The brother said this wasn't the first time his sister was exposed to the danger of working in the Gaza Strip. Last August she went to Gaza to help run a children's camp but it was interrupted by a short period of back-and-forth rocket fire.
"The camp was canceled, " he said, "but she still got to work there."
Glenn Okumura said his sister's texts this time were never about just about pleading to get her home safely. He said her main focus was always to push for a cease-fire and opening up humanitarian corridors to allow the innocent to escape the horrors of war.
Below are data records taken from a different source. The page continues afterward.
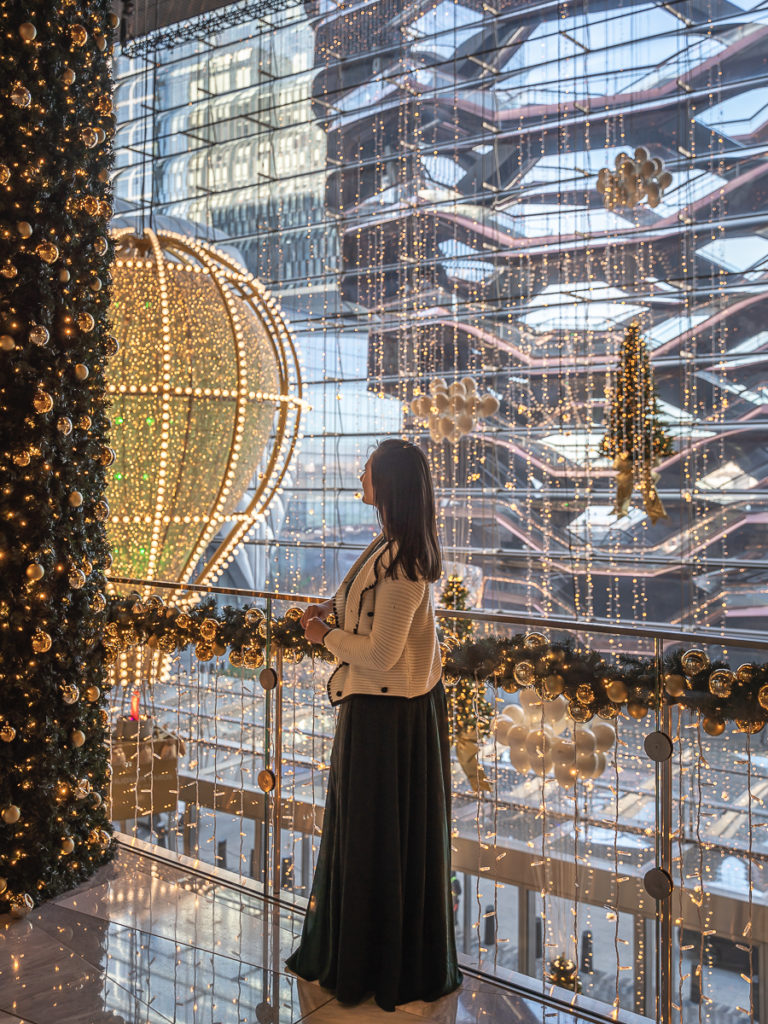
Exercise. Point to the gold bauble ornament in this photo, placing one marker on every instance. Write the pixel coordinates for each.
(532, 641)
(524, 673)
(552, 686)
(674, 684)
(20, 904)
(608, 712)
(615, 690)
(41, 641)
(20, 95)
(579, 712)
(76, 578)
(47, 252)
(637, 710)
(78, 35)
(721, 682)
(39, 335)
(42, 401)
(693, 662)
(745, 725)
(208, 629)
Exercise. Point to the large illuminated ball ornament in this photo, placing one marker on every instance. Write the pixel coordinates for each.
(544, 740)
(205, 393)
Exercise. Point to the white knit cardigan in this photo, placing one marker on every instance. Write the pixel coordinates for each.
(386, 638)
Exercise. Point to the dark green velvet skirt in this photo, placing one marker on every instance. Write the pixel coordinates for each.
(380, 919)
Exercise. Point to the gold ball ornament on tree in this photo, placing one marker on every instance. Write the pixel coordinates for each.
(47, 252)
(693, 662)
(721, 682)
(39, 335)
(20, 904)
(42, 401)
(41, 641)
(674, 684)
(175, 300)
(20, 95)
(78, 35)
(524, 673)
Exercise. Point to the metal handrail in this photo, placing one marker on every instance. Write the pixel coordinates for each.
(652, 631)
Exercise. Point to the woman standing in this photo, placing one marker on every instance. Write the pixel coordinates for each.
(380, 919)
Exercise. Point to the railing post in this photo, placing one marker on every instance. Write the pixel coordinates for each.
(276, 809)
(664, 852)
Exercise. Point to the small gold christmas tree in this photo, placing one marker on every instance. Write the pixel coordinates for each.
(635, 438)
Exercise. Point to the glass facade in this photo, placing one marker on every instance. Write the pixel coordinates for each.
(417, 183)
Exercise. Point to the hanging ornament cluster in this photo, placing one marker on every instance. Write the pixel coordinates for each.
(631, 181)
(634, 437)
(452, 411)
(544, 739)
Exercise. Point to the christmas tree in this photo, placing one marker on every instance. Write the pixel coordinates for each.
(635, 439)
(54, 275)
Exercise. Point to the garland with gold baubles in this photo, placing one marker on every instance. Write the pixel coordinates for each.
(591, 683)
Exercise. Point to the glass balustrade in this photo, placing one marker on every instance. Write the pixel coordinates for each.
(591, 854)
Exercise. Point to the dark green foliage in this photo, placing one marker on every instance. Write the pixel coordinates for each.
(55, 161)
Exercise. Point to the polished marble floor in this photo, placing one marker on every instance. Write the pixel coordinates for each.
(148, 940)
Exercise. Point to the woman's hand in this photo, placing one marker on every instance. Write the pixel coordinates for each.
(315, 630)
(315, 611)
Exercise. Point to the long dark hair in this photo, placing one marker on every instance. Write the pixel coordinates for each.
(404, 499)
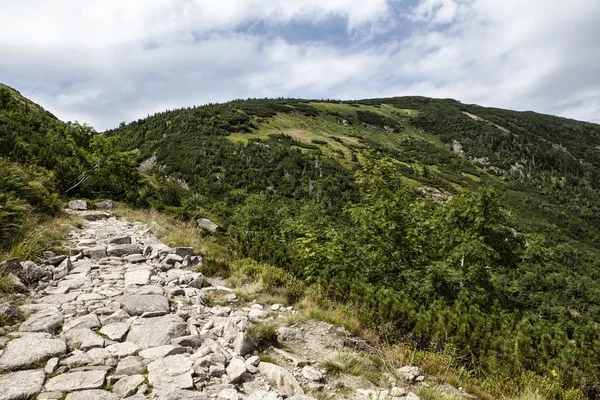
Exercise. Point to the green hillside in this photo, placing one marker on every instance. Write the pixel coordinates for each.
(446, 224)
(464, 230)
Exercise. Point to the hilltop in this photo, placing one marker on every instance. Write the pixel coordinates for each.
(465, 231)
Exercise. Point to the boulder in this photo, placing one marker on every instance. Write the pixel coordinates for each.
(105, 205)
(120, 250)
(171, 372)
(21, 385)
(47, 319)
(139, 304)
(79, 380)
(158, 331)
(33, 272)
(127, 385)
(207, 225)
(281, 379)
(30, 349)
(95, 394)
(78, 205)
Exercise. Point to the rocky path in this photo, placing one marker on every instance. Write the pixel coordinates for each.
(126, 317)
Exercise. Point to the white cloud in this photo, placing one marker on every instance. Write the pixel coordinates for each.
(104, 62)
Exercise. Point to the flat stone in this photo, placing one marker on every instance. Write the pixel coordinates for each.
(115, 331)
(281, 379)
(139, 304)
(78, 205)
(120, 240)
(47, 319)
(236, 369)
(130, 366)
(120, 250)
(95, 253)
(139, 276)
(83, 339)
(89, 321)
(21, 385)
(30, 349)
(153, 332)
(154, 353)
(121, 350)
(79, 380)
(171, 372)
(95, 394)
(127, 385)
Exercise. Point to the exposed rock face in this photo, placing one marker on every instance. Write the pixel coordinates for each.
(137, 323)
(207, 225)
(78, 205)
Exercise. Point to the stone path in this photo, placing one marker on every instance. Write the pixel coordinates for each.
(126, 318)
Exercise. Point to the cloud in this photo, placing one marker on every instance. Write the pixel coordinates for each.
(105, 62)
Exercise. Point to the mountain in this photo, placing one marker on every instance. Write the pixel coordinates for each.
(461, 229)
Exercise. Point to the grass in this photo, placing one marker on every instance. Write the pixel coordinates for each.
(264, 335)
(50, 234)
(177, 233)
(353, 364)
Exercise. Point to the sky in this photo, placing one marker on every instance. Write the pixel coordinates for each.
(102, 62)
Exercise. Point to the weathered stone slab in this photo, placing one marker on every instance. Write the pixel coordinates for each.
(139, 304)
(30, 349)
(21, 385)
(79, 380)
(158, 331)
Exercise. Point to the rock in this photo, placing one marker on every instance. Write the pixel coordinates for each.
(289, 334)
(207, 225)
(89, 321)
(105, 205)
(122, 350)
(228, 394)
(77, 359)
(140, 276)
(120, 240)
(127, 385)
(83, 339)
(183, 251)
(21, 385)
(171, 372)
(94, 394)
(78, 205)
(410, 373)
(139, 304)
(257, 314)
(193, 341)
(51, 365)
(30, 349)
(95, 253)
(153, 353)
(243, 344)
(9, 312)
(312, 374)
(130, 366)
(34, 272)
(95, 216)
(115, 331)
(152, 332)
(282, 379)
(56, 260)
(120, 250)
(79, 380)
(236, 369)
(398, 392)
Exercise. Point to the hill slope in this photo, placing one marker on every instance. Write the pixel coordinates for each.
(351, 197)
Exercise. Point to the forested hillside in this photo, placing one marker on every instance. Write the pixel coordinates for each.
(445, 224)
(457, 228)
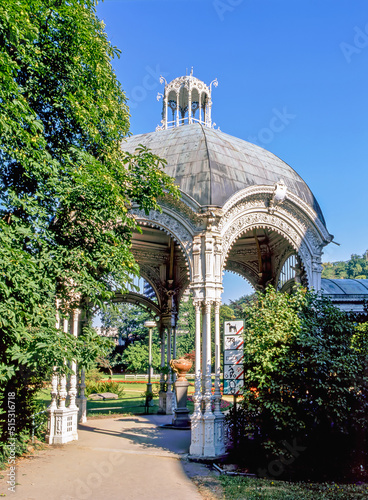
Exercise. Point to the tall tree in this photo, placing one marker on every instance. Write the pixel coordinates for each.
(65, 184)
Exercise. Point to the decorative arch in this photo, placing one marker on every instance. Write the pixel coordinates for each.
(174, 226)
(251, 209)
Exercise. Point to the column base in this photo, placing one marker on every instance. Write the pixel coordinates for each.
(208, 436)
(220, 447)
(82, 409)
(196, 445)
(62, 426)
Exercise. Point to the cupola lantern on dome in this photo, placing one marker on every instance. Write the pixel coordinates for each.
(186, 100)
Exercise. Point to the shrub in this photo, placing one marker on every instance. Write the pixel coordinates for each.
(305, 383)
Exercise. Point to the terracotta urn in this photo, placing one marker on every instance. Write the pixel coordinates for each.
(181, 366)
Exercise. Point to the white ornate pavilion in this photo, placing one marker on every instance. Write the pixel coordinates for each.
(241, 209)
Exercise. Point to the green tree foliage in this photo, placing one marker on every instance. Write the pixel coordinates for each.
(356, 267)
(185, 336)
(305, 378)
(64, 184)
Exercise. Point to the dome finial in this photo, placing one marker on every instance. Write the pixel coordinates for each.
(187, 100)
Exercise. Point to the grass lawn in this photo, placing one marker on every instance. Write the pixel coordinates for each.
(133, 401)
(244, 488)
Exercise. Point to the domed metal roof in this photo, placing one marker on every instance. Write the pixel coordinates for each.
(211, 166)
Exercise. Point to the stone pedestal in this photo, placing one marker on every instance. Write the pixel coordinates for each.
(162, 403)
(169, 403)
(181, 418)
(62, 425)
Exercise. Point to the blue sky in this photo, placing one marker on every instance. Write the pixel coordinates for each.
(307, 59)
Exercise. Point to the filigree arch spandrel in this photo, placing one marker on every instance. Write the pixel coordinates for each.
(257, 220)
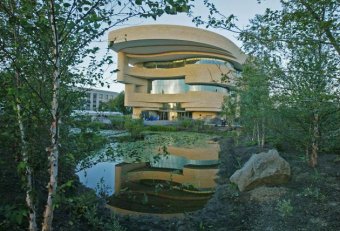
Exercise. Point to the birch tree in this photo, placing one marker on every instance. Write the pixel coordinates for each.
(58, 34)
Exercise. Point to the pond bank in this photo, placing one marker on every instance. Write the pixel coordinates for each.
(310, 201)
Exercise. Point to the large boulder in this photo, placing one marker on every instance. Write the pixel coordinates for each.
(265, 168)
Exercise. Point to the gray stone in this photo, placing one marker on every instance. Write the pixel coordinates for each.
(266, 194)
(265, 168)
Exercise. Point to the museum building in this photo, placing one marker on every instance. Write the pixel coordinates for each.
(171, 71)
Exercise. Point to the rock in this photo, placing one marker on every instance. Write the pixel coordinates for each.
(265, 168)
(267, 194)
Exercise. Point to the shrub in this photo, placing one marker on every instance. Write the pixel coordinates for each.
(285, 208)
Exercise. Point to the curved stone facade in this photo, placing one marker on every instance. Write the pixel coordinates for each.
(175, 71)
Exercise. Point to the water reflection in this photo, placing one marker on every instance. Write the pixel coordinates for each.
(98, 172)
(98, 177)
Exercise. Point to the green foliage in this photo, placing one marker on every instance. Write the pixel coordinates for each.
(117, 122)
(314, 193)
(12, 214)
(117, 105)
(84, 213)
(159, 128)
(285, 208)
(190, 124)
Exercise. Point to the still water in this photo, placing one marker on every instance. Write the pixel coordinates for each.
(100, 174)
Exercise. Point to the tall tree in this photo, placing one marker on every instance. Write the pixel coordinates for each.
(298, 46)
(58, 34)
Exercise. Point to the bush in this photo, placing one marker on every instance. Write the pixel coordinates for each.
(158, 128)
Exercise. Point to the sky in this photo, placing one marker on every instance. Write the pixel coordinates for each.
(244, 10)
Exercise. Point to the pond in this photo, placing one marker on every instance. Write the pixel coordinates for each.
(98, 172)
(182, 180)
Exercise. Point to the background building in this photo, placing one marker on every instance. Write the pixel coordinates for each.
(175, 71)
(95, 97)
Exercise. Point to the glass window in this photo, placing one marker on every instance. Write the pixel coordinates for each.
(183, 62)
(176, 86)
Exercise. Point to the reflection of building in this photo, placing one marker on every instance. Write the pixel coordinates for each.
(186, 166)
(175, 71)
(95, 97)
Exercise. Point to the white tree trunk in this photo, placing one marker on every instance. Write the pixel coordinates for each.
(28, 170)
(54, 148)
(313, 160)
(263, 134)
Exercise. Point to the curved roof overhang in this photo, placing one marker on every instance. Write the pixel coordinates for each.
(159, 39)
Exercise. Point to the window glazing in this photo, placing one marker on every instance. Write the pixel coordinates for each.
(189, 61)
(176, 86)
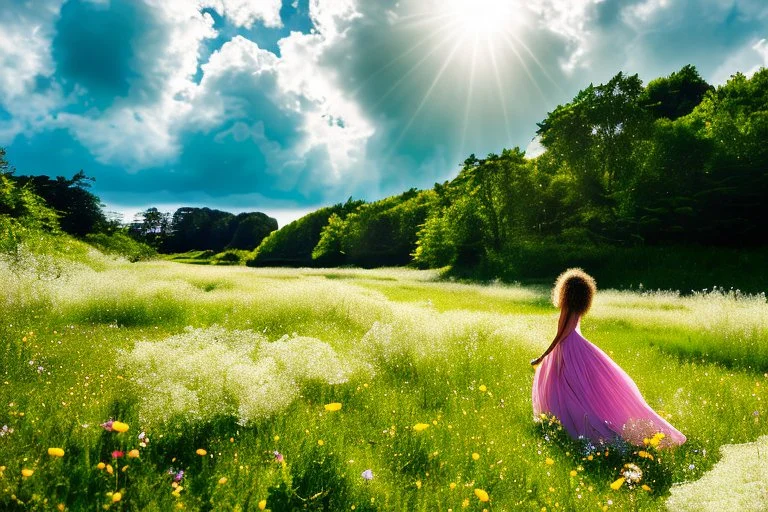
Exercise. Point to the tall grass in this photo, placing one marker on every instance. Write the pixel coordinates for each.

He said he suspects his sister will return to Gaza one day to continue her work, but that is quite uncertain right now. No one knows what kind of Gaza will remain after the war, he said, or whether Israel will even allow her to return. "She may get harassed, " he said.
For now, Okumura was expected to be safely in Cairo, and Sosebee said his organization will fly her home or to wherever she wants to go.
For Glenn Okumura, he said he's celebrating only halfway for now.
"Until she steps foot in the United States of America, it still seems up in the air to me, " he said. "Until she's in Seattle, opens the door of her house and sits down on that couch and says, 'Aah, ' then I'll celebrate.
"Seriously, for the most part, yes, the family is very happy, glad this part of her journey is over."